The functions of blood can be grouped into three main categories: TransportDefence and Reproduction.
1. Transport
a. Oxygen combines with haemoglobin in the red blood cells to form oxyhaemoglobin in the lungs. The oxygen is carried in this form in the blood from the lungs to the tissues.

b. Some Carbon (lV) oxide combines with haemoglobin and is transported to the lungs to be excreted. Most Carbon (1V) oxide however. is transported in the plasma as hydrogen carbonate.

c. Digested soluble food substances, such as glucose, amino acids and lipids are carried by blood from the small intestines to all cells of the body.

d. Metabolic waste substances. such as urea, are transported by the blood to excretory organs like kidneys and skin to be excreted from the body.

e. Hormones, such as insulin, secreted by endocrine glands are transported by the blood to their target organs.

f. Blood transports heat produced in parts of the body, such as the liver, to all parts of the body. This helps to maintain the body temperature of mammals constant
which makes them warm-blooded or Homoithermic.

2. Defence 

a) Leucocytes help to defend the body against pathogenic microbes, as well as toxins that these microbes may produce. They also help to remove unwanted materials, and worn-out tissues from the blood.

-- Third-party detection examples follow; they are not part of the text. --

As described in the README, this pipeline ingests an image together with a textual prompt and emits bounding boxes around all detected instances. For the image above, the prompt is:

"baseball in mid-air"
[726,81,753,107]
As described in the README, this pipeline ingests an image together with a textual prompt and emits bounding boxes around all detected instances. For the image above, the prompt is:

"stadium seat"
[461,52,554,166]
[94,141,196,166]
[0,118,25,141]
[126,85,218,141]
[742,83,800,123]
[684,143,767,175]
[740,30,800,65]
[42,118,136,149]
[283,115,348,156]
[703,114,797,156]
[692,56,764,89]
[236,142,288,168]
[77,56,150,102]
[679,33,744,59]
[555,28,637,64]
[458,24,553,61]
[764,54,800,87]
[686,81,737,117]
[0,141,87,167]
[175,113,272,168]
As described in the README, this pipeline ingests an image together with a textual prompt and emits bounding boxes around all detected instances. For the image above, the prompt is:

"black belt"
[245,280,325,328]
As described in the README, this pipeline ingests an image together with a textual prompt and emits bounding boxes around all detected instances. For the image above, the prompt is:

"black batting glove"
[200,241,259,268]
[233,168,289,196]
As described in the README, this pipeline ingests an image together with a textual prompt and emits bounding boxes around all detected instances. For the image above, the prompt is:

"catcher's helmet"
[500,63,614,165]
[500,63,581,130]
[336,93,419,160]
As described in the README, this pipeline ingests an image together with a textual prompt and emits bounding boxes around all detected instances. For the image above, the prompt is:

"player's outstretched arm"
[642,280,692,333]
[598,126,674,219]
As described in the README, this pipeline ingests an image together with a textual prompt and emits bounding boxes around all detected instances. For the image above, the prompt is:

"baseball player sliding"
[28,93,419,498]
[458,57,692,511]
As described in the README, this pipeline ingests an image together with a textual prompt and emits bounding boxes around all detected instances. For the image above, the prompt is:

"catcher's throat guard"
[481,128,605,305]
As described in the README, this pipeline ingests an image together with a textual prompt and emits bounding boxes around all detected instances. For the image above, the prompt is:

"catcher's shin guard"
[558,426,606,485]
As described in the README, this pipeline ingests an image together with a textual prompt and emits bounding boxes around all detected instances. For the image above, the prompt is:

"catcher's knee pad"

b) The blood platelets help in blood clot formation, which protects the body against excessive bleeding and entry of pathogenic microbes through cuts in the skin. It also helps wounds to heal faster.

3. Reproduction

 a) Blood is essential in mammals to make the penis erect, to enable sexual intercourse or copulation to successfully take place. This enables the male mammal to introduce sperms into the female.